Continuing on with your impecunious nut hawking, you thought, for the thousandth time, of quitting the Young Astronomers. But you also knew that, as one of two permanent members, if you quit, the club would cease to exist, and Pa had already suffered too many heartbreaks, ruined dreams, lousy canvases for you to bear to resign. Your club presidency, like your long-ago jamboree purchase of your father’s painting, had become your sturdiest notion of familial love: the effort required of you to maintain a loved one’s necessary illusion.

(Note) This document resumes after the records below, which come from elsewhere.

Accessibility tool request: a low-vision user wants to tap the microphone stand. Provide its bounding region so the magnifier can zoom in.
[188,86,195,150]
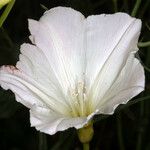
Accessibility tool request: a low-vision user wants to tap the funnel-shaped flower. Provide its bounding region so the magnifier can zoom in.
[0,7,145,134]
[0,0,11,8]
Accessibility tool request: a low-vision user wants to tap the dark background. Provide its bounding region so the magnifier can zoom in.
[0,0,150,150]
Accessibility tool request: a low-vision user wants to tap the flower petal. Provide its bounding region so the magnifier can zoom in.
[86,13,141,103]
[0,66,69,115]
[29,7,85,94]
[30,106,98,135]
[95,53,145,114]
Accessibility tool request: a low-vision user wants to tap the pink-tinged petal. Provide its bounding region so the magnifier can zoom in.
[16,44,70,105]
[0,66,69,115]
[29,7,85,94]
[86,13,141,103]
[95,53,145,114]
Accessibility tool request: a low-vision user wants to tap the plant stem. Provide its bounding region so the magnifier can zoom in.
[117,113,125,150]
[38,132,47,150]
[138,41,150,47]
[83,143,90,150]
[0,0,15,28]
[131,0,142,17]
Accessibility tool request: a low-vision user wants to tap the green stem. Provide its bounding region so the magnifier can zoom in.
[117,114,125,150]
[83,143,90,150]
[131,0,142,17]
[138,41,150,47]
[0,0,15,28]
[38,132,47,150]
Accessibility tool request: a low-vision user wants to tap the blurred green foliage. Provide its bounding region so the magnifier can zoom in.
[0,0,150,150]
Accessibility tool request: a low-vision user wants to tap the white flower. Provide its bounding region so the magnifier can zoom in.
[0,0,11,8]
[0,7,145,134]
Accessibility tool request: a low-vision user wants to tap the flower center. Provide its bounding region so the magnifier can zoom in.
[69,81,92,117]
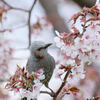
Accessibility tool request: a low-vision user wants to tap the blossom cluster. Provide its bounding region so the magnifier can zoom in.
[6,65,45,100]
[55,5,100,82]
[31,16,52,34]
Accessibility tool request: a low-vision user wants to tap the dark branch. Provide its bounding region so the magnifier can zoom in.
[53,68,71,100]
[2,0,28,12]
[28,0,37,47]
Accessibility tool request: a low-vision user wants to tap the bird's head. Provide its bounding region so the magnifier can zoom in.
[30,41,51,59]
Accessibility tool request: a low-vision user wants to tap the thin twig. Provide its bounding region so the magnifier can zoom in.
[53,68,71,100]
[2,0,29,12]
[28,0,37,48]
[40,91,55,97]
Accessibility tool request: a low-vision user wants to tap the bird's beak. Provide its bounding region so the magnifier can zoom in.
[44,43,52,49]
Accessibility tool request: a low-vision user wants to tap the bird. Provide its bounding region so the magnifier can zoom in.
[26,41,55,91]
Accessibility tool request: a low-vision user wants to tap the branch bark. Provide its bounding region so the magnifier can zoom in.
[73,0,96,7]
[2,0,28,12]
[28,0,37,47]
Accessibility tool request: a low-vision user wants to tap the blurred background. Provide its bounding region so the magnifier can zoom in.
[0,0,100,100]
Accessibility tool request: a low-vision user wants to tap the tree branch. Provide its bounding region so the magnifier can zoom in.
[2,0,28,12]
[28,0,37,47]
[53,68,71,100]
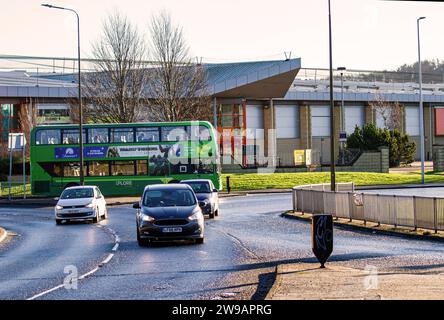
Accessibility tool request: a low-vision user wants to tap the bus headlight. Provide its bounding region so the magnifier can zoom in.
[188,210,203,221]
[142,214,156,222]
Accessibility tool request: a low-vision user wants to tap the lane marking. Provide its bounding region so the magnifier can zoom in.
[26,284,65,300]
[78,267,99,280]
[0,229,8,243]
[25,225,120,300]
[100,253,114,265]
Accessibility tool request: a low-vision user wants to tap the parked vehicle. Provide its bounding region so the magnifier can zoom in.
[54,186,108,224]
[180,179,219,219]
[133,184,205,246]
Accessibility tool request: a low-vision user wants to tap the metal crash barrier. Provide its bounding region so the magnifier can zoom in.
[292,183,444,232]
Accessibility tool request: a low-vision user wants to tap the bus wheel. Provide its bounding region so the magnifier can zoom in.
[65,182,79,189]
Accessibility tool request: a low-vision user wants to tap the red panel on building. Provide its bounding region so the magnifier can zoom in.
[435,108,444,136]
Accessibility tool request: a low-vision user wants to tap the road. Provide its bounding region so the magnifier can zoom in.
[0,194,444,299]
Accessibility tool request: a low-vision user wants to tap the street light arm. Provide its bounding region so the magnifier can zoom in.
[42,4,84,186]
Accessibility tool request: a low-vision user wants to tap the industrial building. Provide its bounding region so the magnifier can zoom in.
[0,59,444,172]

Still, among the revelry of Bliss Township’s hysterical fandom, you were in a particularly rotten mood, and when you passed your brother, high up in the rafters, you showed him an aggrieved frown.

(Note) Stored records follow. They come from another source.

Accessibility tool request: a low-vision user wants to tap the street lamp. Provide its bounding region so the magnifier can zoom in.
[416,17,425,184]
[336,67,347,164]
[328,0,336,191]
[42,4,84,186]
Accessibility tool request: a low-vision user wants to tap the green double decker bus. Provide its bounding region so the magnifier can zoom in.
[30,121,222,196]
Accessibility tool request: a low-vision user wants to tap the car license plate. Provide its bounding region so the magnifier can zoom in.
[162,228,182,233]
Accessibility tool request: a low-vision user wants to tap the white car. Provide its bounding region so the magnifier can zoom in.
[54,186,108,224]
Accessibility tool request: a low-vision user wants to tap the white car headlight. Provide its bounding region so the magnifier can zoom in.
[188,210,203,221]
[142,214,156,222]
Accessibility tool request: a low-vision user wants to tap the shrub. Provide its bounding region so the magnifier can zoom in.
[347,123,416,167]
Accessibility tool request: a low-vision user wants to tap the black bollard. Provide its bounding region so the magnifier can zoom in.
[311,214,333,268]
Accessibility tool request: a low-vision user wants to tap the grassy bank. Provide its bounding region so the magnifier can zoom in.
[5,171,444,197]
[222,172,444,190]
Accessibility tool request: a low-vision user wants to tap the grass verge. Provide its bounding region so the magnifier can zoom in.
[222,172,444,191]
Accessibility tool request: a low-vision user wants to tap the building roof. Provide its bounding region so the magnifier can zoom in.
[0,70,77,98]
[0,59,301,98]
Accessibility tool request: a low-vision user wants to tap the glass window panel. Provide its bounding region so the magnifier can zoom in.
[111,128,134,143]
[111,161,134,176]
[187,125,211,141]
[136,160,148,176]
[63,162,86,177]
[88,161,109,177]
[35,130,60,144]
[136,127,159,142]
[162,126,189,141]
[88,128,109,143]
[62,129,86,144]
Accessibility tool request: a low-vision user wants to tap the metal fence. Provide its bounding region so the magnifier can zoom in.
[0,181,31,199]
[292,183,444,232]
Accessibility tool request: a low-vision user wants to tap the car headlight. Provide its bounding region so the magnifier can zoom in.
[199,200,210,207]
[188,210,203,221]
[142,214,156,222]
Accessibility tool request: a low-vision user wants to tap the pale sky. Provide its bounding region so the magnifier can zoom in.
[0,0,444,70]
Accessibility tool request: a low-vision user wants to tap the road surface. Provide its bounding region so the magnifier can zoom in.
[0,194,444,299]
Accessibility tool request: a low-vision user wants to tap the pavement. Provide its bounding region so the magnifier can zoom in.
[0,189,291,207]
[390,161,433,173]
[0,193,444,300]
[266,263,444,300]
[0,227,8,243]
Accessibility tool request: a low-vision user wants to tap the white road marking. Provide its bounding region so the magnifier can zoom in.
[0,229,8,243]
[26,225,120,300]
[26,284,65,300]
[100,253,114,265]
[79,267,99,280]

“This is the worst,” you told Charlie. “And I’ve made about six dollars. Subtracting the cost of supplies, I’m at negative thirty-two.”

“What are you talking about? This is fun. You just got to work it.” Charlie did a slithery thing with his hips, batted at an imaginary hairdo. You were appalled to find his own tray nearly empty, a suggestive nut-metric for the difference between you. How was it that in the west of Texas, your little brother, gay as a box of birds, was so vexingly popular?

Until very recently, you had known a big-brotherly obligation to protect Charlie from the glum truths of your family life—you described the work Pa did in his many liquored nights in his studio as “potential masterpieces”; you called your mother’s obsessive worry “just normal Ma behavior”; you many times tried to attribute her obvious favoritism for you as “only a kind of trick she does, to encourage you to get your grades up”; you performed for Charlie many of the ordinary parental tasks yourself, driving him to the movies, taking him for long hikes through the desert. There was a time, not so very long ago, when the two of you could sometimes feel like a sort of better second family, nested inside the larger one. But in recent months, it was Charlie who often tried to lift your mood, suggesting impromptu dance parties and movie soundtrack sing-alongs, flicking at your downturned face until you cracked a grin or at least comically swatted him away. But you saw less and less of him those days. Back at Zion’s Pastures you continued, as ever, in your creekside reading, your wistful cacti strolls, but Charlie was always off with one friend or another or another.

“C’mon. Here. I’ll take care of your nuts.” Charlie emptied half of your tray and really did skip his way back down the stairs.